Described as “noncommunicative, watchful, silent, contained,” Crook was nonetheless a true warrior who fought not only in the Civil War but also against the Snakes of the Pacific Northwest and the Apaches of Arizona. He had a saying: “I never start anyplace but what I like to get there,” and by book’s end the reader is fully informed of Crooks’s military exploits. (For instance, he wasn’t really victorious at the Battle of the Redbud, it was a draw; but he alone won the day for the Union side at the war-changing Battle of Cedar Creek outside Winchester, Va. Once a friend of the self-aggrandizing commanding general of the US Army, Phil Sheridan, he never forgave his old boss for failing to give him credit for his role in his official report about the 1864 battle.

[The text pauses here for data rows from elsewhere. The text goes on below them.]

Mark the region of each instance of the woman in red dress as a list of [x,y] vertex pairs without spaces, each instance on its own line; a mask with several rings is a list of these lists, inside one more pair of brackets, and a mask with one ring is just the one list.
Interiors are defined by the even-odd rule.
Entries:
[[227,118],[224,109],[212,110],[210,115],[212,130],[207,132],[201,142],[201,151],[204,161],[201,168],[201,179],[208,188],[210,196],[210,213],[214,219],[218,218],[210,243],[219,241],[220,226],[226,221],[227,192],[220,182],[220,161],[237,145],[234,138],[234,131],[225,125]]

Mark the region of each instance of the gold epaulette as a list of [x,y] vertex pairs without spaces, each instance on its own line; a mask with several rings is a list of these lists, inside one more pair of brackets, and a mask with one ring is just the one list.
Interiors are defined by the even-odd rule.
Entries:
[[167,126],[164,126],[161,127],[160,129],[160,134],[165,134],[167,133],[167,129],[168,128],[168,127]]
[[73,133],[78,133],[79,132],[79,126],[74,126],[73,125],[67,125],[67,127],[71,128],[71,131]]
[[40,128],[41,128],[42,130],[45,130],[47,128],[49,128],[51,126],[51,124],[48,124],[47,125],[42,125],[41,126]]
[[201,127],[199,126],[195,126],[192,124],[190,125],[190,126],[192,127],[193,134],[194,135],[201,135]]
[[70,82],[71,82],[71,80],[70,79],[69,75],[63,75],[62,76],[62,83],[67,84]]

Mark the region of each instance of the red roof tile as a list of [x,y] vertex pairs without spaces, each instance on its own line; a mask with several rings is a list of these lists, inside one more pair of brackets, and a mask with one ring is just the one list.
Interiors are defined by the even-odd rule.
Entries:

In his introduction, Powers explains why he wrote “The Killing of Crazy Horse”: “[T]he seed of a book can often be traced back a long way. This one began with a childhood passion for Indians.” A few paragraphs later he describes how this seed sprouted while reading Billy Garnett’s account of the chief’s killing while lying abed in a motel room at Crow Agency, Mont., just two miles from the spot where Crazy Horse annihilated Gen. George Armstrong Custer and 200 of his cavalry soldiers on a hillside overlooking the Little Bighorn River.
This reviewer is predisposed to believe that the sprouting of that seed was the work of the Oglala warrior’s sicun (spirit), who fertilized Powers with his whispered ni (breath), selecting him to tell the world that Crazy Horse died victorious, that “too much talk killed him,” and that his war bundle (chekpa) and body have never been found.